Notes on Getting Robbed in the Land of Gandhi

India Narrative
by Robert Hirschfield Jul 14, 2010
Robert Hirschfield finds no easy answers when robbed by poor villagers in India.

I THOUGHT THEY were praying. What else would they be doing in rural West Bengal, hands pressed palm to palm in the moonlight? This was India, after all.

But the row of men slung across the road left us no room to pass. I was too busy hoarding the night smells of ponds to be apprehensive at first. I don’t drive a car, or often ride in one, so inhabiting a vehicle puts me in an odd state of remoteness from the world.

Vinay, 26, brings solar energy to rural villages, and I bring my squares of writing paper. What did these gentlemen bring, hands fallen to their sides now, bodies pressing against glass and metal?

In their loose white trousers, the face of the night was darker than it had been a minute ago. Their spokesman’s voice was tense, not angry exactly, but held by an angry shadow that held me.

Vinay’s car was suddenly a bubble between villages. And I was a hive of tingly atoms known as fear.

Vinay did not raise his voice when he spoke to the head in the window, but he did not lower his shoulders either. The man was a poor villager, and Vinay was a friend of poor villagers.

“I try to follow the path of Gandhi,” he told me.

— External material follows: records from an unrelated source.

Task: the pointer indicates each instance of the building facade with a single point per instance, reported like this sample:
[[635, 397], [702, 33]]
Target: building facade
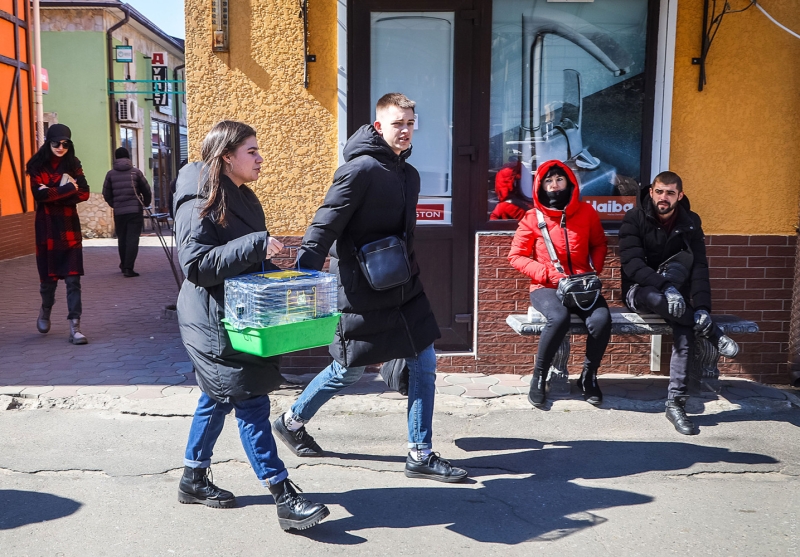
[[611, 87], [109, 103]]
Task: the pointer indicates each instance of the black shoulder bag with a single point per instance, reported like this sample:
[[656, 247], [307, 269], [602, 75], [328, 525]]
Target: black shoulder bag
[[384, 262], [575, 291]]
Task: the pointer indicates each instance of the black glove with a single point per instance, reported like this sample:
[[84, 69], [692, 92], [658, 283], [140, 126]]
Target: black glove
[[702, 323], [675, 273], [675, 303]]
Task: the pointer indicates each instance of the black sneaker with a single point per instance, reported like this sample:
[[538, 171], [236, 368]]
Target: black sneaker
[[299, 442], [434, 468], [197, 487]]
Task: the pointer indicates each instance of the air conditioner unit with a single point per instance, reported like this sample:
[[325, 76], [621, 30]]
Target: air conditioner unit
[[127, 111]]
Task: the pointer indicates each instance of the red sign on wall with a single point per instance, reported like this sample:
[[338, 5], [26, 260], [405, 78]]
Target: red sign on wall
[[430, 211]]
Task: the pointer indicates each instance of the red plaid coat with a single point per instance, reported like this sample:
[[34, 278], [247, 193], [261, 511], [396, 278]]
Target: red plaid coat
[[59, 248]]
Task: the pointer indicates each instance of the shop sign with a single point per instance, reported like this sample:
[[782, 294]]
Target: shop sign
[[434, 211], [123, 54], [611, 207]]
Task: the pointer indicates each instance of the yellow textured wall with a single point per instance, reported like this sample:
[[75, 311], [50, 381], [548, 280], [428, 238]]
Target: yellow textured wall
[[260, 81], [737, 143]]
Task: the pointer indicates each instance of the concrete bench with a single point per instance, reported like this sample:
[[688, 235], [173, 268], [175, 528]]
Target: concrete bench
[[703, 371]]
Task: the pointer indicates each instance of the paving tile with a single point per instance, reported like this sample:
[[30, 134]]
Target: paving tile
[[487, 380], [502, 390], [452, 390]]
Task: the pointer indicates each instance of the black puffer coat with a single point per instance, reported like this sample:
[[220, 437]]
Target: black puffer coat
[[210, 253], [125, 188], [644, 245], [374, 195]]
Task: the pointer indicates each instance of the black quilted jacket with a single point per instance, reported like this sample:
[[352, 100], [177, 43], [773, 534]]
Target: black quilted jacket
[[644, 245]]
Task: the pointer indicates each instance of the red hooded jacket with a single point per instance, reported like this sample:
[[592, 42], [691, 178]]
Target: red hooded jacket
[[583, 241]]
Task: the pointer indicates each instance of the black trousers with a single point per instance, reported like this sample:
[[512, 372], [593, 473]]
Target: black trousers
[[597, 319], [648, 299], [129, 228], [47, 289]]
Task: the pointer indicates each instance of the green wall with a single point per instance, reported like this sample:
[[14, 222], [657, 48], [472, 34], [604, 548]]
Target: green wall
[[76, 65]]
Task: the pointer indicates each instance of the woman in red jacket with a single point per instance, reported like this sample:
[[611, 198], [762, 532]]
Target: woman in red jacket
[[580, 244]]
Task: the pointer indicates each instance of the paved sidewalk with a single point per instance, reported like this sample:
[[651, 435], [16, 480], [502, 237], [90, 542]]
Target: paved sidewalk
[[135, 351]]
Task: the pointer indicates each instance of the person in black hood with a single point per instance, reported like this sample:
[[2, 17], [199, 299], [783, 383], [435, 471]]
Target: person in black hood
[[127, 191], [664, 269], [374, 196]]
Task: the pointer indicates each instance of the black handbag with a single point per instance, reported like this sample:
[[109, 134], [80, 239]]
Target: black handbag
[[384, 263], [575, 291]]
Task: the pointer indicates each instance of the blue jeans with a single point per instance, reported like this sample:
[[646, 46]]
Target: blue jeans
[[254, 430], [421, 391]]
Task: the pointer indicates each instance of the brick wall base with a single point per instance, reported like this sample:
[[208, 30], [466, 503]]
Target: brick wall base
[[751, 276], [17, 235]]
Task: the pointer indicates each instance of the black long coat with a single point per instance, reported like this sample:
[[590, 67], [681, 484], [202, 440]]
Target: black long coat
[[374, 195], [644, 245], [210, 253]]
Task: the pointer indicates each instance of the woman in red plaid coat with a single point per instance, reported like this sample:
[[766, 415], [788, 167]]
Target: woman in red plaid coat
[[58, 185]]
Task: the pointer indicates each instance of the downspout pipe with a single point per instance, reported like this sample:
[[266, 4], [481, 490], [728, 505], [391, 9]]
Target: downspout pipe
[[112, 116]]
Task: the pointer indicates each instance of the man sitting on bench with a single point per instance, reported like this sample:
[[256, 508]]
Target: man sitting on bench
[[664, 270]]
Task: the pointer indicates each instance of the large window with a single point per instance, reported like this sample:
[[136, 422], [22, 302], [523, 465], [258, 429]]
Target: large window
[[568, 83]]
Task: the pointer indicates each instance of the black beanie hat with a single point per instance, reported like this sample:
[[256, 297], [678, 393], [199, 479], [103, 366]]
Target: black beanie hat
[[58, 132]]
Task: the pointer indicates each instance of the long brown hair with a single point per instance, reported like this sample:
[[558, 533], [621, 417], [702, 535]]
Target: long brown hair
[[224, 138]]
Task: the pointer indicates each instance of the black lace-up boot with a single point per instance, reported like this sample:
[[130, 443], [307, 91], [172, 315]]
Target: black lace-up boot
[[676, 414], [299, 441], [536, 396], [197, 487], [295, 511], [587, 383]]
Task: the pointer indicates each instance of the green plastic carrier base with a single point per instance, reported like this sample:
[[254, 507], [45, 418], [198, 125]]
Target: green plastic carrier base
[[282, 339]]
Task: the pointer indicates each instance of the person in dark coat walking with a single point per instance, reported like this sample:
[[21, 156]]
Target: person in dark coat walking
[[58, 185], [665, 271], [374, 195], [126, 190], [221, 232]]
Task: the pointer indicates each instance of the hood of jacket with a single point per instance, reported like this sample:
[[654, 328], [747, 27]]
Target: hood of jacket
[[574, 201], [123, 164], [646, 204], [367, 141]]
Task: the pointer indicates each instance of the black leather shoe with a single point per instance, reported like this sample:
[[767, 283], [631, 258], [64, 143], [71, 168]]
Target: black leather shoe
[[587, 383], [299, 442], [196, 487], [676, 414], [295, 511], [536, 395], [434, 468]]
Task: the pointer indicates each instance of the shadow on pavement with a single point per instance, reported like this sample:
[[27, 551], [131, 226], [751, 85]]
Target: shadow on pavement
[[18, 508], [545, 505], [569, 460]]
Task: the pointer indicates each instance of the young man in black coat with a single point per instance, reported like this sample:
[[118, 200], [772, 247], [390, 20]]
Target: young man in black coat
[[373, 196], [665, 271]]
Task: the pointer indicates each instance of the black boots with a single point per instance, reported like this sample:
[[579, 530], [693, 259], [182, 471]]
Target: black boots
[[587, 383], [43, 322], [676, 414], [536, 396], [196, 487], [293, 510]]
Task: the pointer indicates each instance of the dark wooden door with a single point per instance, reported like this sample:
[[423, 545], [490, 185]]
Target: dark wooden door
[[426, 50]]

Really?” That is not something you hear many young Indians say these days.

“Really.” He shrugged, as if to say that if that made him a rare specimen it was fine with him.

Watching Vinay trying to keep ahimsa afloat in the darkness, I saw a man walking an invisible tightrope whose altitude pulled itself around him unseen. He just knew he had to keep walking.

“Give me the money in my bag,” he called to his driver sitting in the back.

Vinay handed the money over, and the circle of thieves fell away.

“Weird,” I said, not knowing what else to say.

“It was a request.”

My fear fell away, as if, like the robbers, it had been dreamed.